On natchniony i młody był,
ich nie policzyłby nikt
On im dodawał pieśnią sił,
śpiewał, że blisko już świt
Świec tysiące palili mu,
znad głów unosił się dym
Śpiewał, że czas, by runął mur,
oni śpiewali wraz z nim
Wyrwij murom zęby krat
Zerwij kajdany, połam bat
A mury runą, runą, runą
I pogrzebią stary świat!
"Mury" pojawiły się w najgorętszym okresie solidarnościowych protestów i szybko stały się ogromnie popularne – śpiewali je uczestnicy strajków w Stoczni Gdańskiej, wykonywano je na nielegalnych koncertach i w obozach internowania podczas stanu wojennego. Dla Polaków było jasne, że mury o których mówi piosenka, wzniósł reżim komunistyczny, ale możliwa jest też szersza interpretacja, zgodnie z którą ludzie powinni zburzyć mury uprzedzeń, kłamstwa i nienawiści. Jacek Kaczmarski później wielokrotnie twierdził, że ta piosenka zaczęła go prześladować i że ludzie niewłaściwie ją rozumieją, jako że mówił o egzystencjalnej samotności śpiewaka i o tym, że zawsze na miejscu zburzonych murów wyrastają nowe – ale nie dało się już nic zrobić. Piosenka zaczęła żyć własnym życiem, a niedawno stała się aktualna w Rosji i na Białorusi.
W Rosji wykonuje ją zespół Arkadij Koc (Аркадий Коц), nazwany tak na cześć autora rosyjskiego przekładu "Międzynarodówki", od kilku lat aktywnie uczestniczący w działaniach opozycji. Lider zespołu, poeta i tłumacz Kiryłł Miedwiediew, tłumacząc piosenkę odwoływał się do tekstu Llacha, jednakże, podobnie jak Kaczmarski, użył metafory murów.
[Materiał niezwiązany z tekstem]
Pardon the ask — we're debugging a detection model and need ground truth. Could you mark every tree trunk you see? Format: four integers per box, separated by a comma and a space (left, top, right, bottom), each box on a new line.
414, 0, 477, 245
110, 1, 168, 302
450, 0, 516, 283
Jedno z pierwszych wykonań rosyjskiej wersji "Murów" odbyło się w kwietniu 2012 roku, gdy Tagański Sąd Rejonowy w Moskwie rozpatrywał odwołanie w sprawie aresztu członkiń grupy punkowej Pussy Riot. Zespół Arkadij Koc został wówczas zatrzymany przez policję i gdy jego członkowie znaleźli się w furgonetce więziennej, zdecydowali się nagrać w niej "koncertową" wersję "Murów" – nagrany wówczas filmik szybko podbił internet.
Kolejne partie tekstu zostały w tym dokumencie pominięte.